L’ex sindaco di Rossano plaude al progetto lanciato dal primo cittadino Stasi. L’ex amministratore smorza le polemiche che arrivano dal capoluogo: non vi è alcun tentativo di sminuire Cosenza

«Valutare la creazione di una nuova provincia nel vasto territorio della Sibaritide credo sia obbligatorio». Lo sostiene con convinzione l’ex sindaco di Rossano, Giuseppe Antoniotti, tra i principali sostenitori della nascita della città di Corigliano Rossano in seguito alla fusione tra Corigliano Calabro e Rossano i due principali comuni della Sibaritide che oggi conta circa 80mila abitanti. Ma non è solo questa la motivazione addotta da Antoniotti per giustificare la necessità e «l’obbligo», come è stata definito da egli stesso, la proposta di istituzione della provincia in questa parte ricca della Calabria e della provincia di Cosenza. Egli sottolinea, infatti, che «la nuova Città è nata anche in funzione di un'ipotesi di autonomia provinciale». L’ex primo cittadino di Rossano evidenzia che per egli e tutti gli altri che in passato hanno lavorato «affinché si realizzasse la nuova provincia, oggi credo sia opportuno considerare la questione seriamente». Non solo evidenzia di essere stato promotore della fusione «che durante la mia consiliatura abbiamo deliberato all’unanimità».

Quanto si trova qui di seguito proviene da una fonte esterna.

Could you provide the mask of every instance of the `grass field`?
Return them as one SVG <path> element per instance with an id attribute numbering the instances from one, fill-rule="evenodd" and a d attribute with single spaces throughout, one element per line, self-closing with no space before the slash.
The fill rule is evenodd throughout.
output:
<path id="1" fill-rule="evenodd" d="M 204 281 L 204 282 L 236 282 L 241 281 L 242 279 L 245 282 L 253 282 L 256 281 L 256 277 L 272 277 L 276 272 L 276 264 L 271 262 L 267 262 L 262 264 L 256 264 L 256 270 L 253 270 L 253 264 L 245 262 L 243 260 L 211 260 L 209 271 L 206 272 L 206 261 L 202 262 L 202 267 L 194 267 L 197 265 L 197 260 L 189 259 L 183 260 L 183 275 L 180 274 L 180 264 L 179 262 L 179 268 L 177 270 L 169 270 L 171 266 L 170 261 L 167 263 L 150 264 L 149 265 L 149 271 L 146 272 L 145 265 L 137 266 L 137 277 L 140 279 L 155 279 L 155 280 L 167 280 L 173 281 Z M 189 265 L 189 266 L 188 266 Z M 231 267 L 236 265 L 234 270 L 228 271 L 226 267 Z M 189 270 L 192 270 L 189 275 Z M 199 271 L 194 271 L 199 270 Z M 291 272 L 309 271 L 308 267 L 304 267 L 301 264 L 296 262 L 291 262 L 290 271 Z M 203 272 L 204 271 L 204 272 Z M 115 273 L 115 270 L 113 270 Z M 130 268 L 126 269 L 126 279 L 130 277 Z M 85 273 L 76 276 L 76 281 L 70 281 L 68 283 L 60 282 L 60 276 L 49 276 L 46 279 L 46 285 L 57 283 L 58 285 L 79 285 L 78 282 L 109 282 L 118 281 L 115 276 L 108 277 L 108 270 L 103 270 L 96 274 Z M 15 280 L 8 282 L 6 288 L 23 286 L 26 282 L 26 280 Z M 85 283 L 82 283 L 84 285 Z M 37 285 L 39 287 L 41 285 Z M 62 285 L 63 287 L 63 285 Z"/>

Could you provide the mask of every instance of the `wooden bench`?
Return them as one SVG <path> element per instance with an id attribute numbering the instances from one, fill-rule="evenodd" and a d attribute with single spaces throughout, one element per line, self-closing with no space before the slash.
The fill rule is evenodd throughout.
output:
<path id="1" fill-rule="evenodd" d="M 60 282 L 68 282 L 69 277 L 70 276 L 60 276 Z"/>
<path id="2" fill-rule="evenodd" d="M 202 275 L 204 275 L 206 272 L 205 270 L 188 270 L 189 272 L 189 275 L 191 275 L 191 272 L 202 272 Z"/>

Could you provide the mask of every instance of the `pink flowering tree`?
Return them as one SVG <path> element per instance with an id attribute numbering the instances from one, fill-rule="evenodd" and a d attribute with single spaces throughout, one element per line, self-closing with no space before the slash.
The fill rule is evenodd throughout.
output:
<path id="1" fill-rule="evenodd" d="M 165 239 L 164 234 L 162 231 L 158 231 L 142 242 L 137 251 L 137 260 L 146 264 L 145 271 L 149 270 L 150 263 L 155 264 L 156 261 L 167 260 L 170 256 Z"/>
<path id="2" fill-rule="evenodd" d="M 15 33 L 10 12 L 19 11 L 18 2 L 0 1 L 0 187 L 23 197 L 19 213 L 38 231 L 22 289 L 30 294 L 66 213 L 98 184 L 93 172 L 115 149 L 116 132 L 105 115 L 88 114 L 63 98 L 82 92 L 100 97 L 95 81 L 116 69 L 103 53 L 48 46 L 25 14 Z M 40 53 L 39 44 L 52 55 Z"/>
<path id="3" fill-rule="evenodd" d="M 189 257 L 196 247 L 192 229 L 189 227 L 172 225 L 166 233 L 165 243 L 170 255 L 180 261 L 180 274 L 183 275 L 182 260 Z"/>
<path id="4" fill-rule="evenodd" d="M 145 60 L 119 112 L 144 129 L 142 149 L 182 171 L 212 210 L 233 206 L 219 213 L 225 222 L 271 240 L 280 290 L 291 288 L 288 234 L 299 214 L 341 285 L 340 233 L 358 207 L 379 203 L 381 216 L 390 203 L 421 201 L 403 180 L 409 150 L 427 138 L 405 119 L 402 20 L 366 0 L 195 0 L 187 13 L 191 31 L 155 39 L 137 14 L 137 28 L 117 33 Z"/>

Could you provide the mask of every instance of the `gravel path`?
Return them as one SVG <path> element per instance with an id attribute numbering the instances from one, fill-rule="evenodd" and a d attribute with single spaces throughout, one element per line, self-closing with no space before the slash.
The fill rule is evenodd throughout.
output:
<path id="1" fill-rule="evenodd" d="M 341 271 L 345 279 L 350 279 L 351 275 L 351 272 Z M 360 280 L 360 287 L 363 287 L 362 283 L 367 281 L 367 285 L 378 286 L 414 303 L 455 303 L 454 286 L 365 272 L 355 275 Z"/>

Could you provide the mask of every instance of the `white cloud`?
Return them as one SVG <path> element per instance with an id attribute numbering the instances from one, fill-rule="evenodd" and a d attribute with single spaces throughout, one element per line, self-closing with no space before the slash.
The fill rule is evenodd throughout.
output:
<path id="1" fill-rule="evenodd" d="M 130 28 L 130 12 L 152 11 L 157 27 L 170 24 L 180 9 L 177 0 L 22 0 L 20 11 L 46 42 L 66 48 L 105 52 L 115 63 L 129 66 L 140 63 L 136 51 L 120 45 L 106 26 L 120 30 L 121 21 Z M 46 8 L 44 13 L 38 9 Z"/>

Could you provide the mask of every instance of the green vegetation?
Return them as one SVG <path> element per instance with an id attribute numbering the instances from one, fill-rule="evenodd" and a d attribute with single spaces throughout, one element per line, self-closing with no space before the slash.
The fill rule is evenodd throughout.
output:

Aggiunge che la nuova città è stata voluta anche per creare l’ipotesi di autonomia provinciale. Gli chiediamo cosa pensa della posizione assunta dall’On. Antoniozzi che non ha condiviso l’idea di far nascere una provincia della Sibaritide ridimensionando la provincia di Cosenza. Non ha dubbi Antoniotti sul fatto che non vi sarebbe nessun tentativo di ridimensionare la provincia di Cosenza, anzi la stessa verrebbe alleggerita e potrebbe puntare ad una maggiore azione verso i territori essendo troppo vasta, dando la possibilità a questo territorio di potersi gestire amministrativamente e di sfruttare le grosse potenzialità per la presenza del Porto, dei beni culturali e di una fiorente agricoltura. Ritiene, perciò che, «con la nascita della terza città della Calabria, le condizioni rispetto a decenni addietro sono mutate e credo siano maturi i tempi per staccarsi da Cosenza, una provincia con 155 comuni».